La Cour suprême de l'Inde a adressé une mise en demeure formelle à Tata Steel Limited concernant un différend vieux de plusieurs années relatif à des manquements dans l'expédition de minerais au bloc de chromite de Sukinda, dans l'État d'Odisha.
Cette notification légale fait suite au recours de l'État d'Odisha contre un arrêt du 20 avril 2026 rendu par la Cour supérieure d'Orissa à Cuttack, qui avait annulé deux avis de demande distincts totalisant 4,31 milliards de ₹ (51,7 milliards de dollars) envoyés à Tata Steel. Ces avis, établis en juillet 2025 et en octobre 2025, allèrent d'une part sur des déficits de déversement minéral pendant les quatrième et cinquième années de l'Accord de développement et de production des mines, couvrant le 23 juillet 2023 au 22 juillet 2025.
Tata Steel avait contesté ces deux avis dans deux demandes séparées déposées en août et en octobre 2025, ce qui a conduit la Haute Cour de l'Orissa à réserver sa décision en février 2026 avant de rendre enfin annulables les avis. L'État de l'Odisha a ensuite déposé des pétitions spéciales à la Cour suprême, ce qui a conduit à la notification adressée à Tata Steel, que la société a confirmée avoir reçue.
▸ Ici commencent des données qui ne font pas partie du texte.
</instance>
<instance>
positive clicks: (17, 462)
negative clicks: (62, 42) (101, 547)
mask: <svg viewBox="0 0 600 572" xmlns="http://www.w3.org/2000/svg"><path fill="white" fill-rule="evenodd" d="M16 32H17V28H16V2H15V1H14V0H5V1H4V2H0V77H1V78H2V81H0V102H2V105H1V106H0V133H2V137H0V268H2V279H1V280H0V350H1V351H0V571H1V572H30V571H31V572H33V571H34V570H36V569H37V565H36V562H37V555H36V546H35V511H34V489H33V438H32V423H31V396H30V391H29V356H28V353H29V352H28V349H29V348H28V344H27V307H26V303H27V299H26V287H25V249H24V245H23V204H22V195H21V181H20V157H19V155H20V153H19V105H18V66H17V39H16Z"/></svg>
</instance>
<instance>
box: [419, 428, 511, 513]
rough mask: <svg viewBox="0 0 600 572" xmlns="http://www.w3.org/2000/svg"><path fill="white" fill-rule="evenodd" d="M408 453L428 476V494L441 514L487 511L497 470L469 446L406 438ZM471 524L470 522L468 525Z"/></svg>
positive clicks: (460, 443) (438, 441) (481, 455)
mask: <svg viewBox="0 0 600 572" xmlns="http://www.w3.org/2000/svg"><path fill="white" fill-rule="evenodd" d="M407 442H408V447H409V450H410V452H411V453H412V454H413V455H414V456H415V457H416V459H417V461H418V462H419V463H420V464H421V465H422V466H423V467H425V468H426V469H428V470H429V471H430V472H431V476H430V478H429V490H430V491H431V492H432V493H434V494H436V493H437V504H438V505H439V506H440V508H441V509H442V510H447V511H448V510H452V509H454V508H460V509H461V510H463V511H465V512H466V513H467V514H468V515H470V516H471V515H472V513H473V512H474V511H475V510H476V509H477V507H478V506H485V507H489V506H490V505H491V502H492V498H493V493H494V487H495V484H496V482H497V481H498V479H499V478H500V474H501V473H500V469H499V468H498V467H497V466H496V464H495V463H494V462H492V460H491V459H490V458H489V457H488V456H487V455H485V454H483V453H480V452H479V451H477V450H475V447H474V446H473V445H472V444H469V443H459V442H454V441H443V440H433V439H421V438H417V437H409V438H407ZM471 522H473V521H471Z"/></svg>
La Cour suprême a fixé la prochaine audience au 5 octobre 2026. Le litige juridique porte sur des allégations de violations de la règle 12-A du Règlement des concessions minérales de 2016, qui régit les exigences de répartition des ressources minières. Tata Steel a communiqué la notice de la Cour suprême conformément au Règlement de 2015 relatif aux obligations et aux exigences de divulgation de SEBI concernant les inscriptions au marché boursier.
Le bloc de chromite de Sukinda, situé dans le district de Jajpur en Odisha, est un atout clé pour les opérations de ferrochrome de Tata Steel. Le siège de l'entreprise à Mumbai a confirmé la réception de la notification de la Cour suprême le 24 août 2026.